Che cos’è il diabete gestazionale?

Il diabete gestazionale è forma particolare di diabete che può insorgere nelle donne in stato di gravidanza non precedentemente affette da malattia diabetica. Si tratta di una forma di diabete che colpisce circa l’8% delle donne in stato di gravidanza e che può comportare complicanze materno-fetali.

In genere il diabete gestazionale regredisce dopo il parto ma in un certo numero di casi può evolvere in diabete stabile, di solito diabete di tipo 2.

Quali sono le cause del diabete gestazionale?

L’insorgenza del diabete gestazionale può essere agevolata dalla presenza di alcuni fattori di rischio, tra i quali ci sono:

  • età della madre superiore ai 35 anni,
  • diabete gestazionale già sviluppato in una precedente gravidanza,
  • familiarità per diabete di tipo 2,
  • condizione di sovrappeso o obesità prima della gravidanza.
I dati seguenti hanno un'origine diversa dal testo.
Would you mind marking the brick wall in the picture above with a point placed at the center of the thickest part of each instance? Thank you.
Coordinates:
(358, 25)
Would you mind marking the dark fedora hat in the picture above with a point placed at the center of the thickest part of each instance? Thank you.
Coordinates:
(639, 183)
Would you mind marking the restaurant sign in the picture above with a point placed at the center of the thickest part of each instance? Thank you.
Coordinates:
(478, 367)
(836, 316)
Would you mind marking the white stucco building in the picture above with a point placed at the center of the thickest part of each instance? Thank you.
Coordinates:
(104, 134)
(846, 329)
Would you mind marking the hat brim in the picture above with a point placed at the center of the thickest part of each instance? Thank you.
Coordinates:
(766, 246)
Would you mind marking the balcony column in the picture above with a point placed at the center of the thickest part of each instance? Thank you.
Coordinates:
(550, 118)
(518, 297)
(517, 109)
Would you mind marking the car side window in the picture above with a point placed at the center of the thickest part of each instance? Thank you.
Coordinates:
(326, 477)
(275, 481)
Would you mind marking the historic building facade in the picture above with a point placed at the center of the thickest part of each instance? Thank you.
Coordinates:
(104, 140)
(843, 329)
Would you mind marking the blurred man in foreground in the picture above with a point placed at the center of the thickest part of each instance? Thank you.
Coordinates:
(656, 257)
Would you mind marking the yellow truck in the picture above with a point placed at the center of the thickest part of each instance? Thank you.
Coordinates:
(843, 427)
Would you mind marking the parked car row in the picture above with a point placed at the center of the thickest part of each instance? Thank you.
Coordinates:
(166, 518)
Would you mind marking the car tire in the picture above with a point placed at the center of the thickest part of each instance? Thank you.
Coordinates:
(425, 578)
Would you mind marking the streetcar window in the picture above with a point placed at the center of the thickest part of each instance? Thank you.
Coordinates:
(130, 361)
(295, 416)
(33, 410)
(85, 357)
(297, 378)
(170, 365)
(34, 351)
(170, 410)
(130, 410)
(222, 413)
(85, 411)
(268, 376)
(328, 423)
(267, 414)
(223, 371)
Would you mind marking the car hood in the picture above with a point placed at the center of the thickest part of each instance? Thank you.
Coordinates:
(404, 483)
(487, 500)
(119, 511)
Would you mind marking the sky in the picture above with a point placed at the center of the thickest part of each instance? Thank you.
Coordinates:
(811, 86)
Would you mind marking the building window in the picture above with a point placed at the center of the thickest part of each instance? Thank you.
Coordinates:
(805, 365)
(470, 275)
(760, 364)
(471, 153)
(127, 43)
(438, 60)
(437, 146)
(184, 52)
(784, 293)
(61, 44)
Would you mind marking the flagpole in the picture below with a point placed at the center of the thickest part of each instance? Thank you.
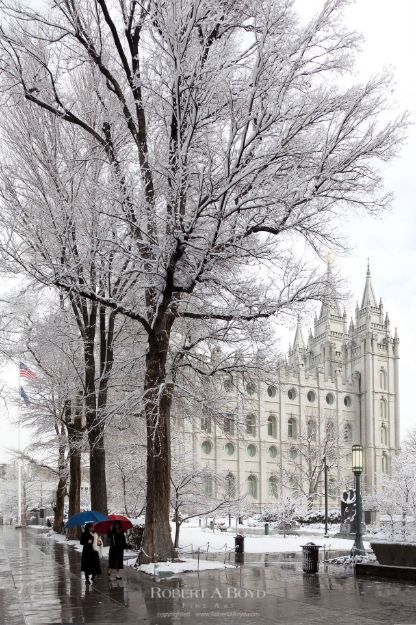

La donna che è in uno stato di sovrappeso o di obesità dovrebbe perdere parte del suo peso prima di programmare una gravidanza.
  • sindrome dell’ovaio policistico.

Quali sono i sintomi del diabete gestazionale?

Il diabete gestazionale in genere non è caratterizzato da specifici sintomi. Si può però manifestare attraverso questi segnali: perdita di peso collegato a un aumento della fame, aumento ingiustificato della sete, aumento della diuresidisturbi alla vista, infezioni – come cistiti – frequenti.

Come si può individuare il diabete gestazionale?

I criteri per la diagnosi del diabete gestazionale si basano sull’esecuzione, in casi selezionati, dell’esame della curva da carico di glucosio (OGTT o Oral Glucose Tolerance Test) con cui viene verificata la misura della concentrazione ematica di glucosio prima e dopo la somministrazione orale di una soluzione standard di glucosio.

Come può essere curato il diabete gestazionale?

L’accoglienza alla donna gravida diagnosticata come affetta da possibile diabete gestazionale viene effettuata con la verifica della diagnosi e l’elaborazione di un trattamento dietetico – vengono fornite indicazioni sulle cadenze dell’automonitoraggio glicemico e sugli obiettivi da raggiungere –, l’instaurazione di un’eventuale terapia insulinica ed educazione terapeutica conforme, che verrà poi monitorata di concerto con la paziente.

Vengono inoltre fornite le istruzioni terapeutiche per la gestione delle emergenze (soprattutto ipoglicemia).

La necessità di interventi precoci anche in situazioni asintomatiche, viene soddisfatta dalla multidisciplinarietà tra diabetologo, ginecologocardiologo, nefrologo.